According to the HHS website, “The Privacy Rule generally requires HIPAA covered entities (health plans and most healthcare providers) to provide individuals, upon request, with access to the protected health information (PHI) about them in one or more designated record sets maintained by or for the covered entity.”
Be aware of all the ways a breach can occur, and safeguard against violations with clear, enforced policies.
What to do in the event of a HIPAA violation or breach
Even the best security practices can’t prevent violations from occurring 100% of the time.
If a violation or breach does occur, take immediate action, even if you only suspect that you may be in breach of HIPAA.
Your organization should immediately conduct a risk assessment to determine what PHI was involved, its nature, and the extent of the privacy breach.
Investigate to whom the PHI was disclosed and whether it was acquired or viewed, or at risk of being acquired or viewed. This assessment will also tell you if and how any risk to the information has already been mitigated. For example, sending information to an unauthorized healthcare provider is far different from having a backup file compromised by a hacker.

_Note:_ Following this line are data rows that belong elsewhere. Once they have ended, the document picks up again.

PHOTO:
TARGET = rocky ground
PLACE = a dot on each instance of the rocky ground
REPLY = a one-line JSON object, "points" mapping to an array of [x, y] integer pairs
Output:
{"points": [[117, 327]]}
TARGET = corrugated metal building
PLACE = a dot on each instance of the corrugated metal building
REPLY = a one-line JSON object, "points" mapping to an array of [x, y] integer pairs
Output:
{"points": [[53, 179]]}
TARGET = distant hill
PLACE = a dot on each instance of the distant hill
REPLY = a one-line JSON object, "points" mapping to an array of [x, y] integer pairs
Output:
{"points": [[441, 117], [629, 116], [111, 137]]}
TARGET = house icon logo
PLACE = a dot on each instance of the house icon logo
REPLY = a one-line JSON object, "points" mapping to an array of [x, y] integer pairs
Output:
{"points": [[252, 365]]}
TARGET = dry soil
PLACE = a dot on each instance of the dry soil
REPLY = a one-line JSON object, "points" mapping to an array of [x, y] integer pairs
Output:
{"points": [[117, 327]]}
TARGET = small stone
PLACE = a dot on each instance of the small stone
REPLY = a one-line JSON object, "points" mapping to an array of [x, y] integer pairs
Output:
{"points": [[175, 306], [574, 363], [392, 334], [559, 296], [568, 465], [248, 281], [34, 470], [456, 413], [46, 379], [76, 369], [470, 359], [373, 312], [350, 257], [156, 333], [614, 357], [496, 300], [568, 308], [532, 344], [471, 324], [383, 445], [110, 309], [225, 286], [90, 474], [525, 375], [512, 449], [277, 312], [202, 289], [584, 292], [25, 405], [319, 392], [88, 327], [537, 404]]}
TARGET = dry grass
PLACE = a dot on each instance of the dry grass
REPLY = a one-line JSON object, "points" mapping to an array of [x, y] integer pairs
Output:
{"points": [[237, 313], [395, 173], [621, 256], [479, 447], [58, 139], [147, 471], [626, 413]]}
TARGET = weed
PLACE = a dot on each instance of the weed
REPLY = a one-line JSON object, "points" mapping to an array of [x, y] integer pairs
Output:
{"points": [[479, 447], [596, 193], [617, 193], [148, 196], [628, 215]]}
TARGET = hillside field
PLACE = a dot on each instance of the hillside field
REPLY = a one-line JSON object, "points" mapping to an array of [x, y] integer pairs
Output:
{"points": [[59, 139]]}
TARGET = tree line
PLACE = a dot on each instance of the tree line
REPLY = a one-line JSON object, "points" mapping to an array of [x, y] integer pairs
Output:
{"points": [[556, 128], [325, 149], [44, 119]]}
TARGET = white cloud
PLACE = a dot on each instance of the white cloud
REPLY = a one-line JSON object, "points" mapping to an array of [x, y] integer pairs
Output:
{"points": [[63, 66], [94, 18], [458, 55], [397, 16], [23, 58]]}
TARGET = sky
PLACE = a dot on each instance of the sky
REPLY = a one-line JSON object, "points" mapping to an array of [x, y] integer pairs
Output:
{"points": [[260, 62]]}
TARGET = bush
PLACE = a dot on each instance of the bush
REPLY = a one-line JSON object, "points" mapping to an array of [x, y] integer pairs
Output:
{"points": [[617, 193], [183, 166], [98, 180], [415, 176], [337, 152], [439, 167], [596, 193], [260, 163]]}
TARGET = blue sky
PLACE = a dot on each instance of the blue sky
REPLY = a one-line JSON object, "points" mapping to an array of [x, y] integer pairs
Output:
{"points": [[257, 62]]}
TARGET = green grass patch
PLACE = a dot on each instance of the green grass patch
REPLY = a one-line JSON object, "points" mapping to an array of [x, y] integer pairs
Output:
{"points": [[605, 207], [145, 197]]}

Depending on the result of your risk assessment, you may be required by law to notify HHS, and all affected individuals. In this case, you would have to inform the patient of:
- the breach and when it occurred
- the details of the PHI involved
- what they can do to protect themselves from harm (safeguarding against identity theft, for instance)
- the steps you’ve taken to deal with the breach
- contact information for the organization
How you inform the HHS is different depending on the extent of the breach. If the violation affects fewer than 500 patients, you can log the incidents and provide notice of all breaches that took place in a calendar year, within 60 days of the year’s end. When it affects more than 500 people, however, the situation is more complex and HHS must be notified immediately.
A mistake that’s often made when a HIPAA violation occurs when the covered entity fails to notify HHS and affected individuals in time. HHS requires extensive documentation within ten days of a data breach, with at least 15 elements relating to the covered entity’s internal investigation, physical safeguards, policies and procedures, risk assessment, and breach notification.
Clearly, the risks of a HIPAA violation occurring in your organization, and the penalties attached, can’t be ignored. Protect your organization, your staff, and your patients or clients by implementing strong, easily understood policies that keep everyone in line with HIPAA’s rules.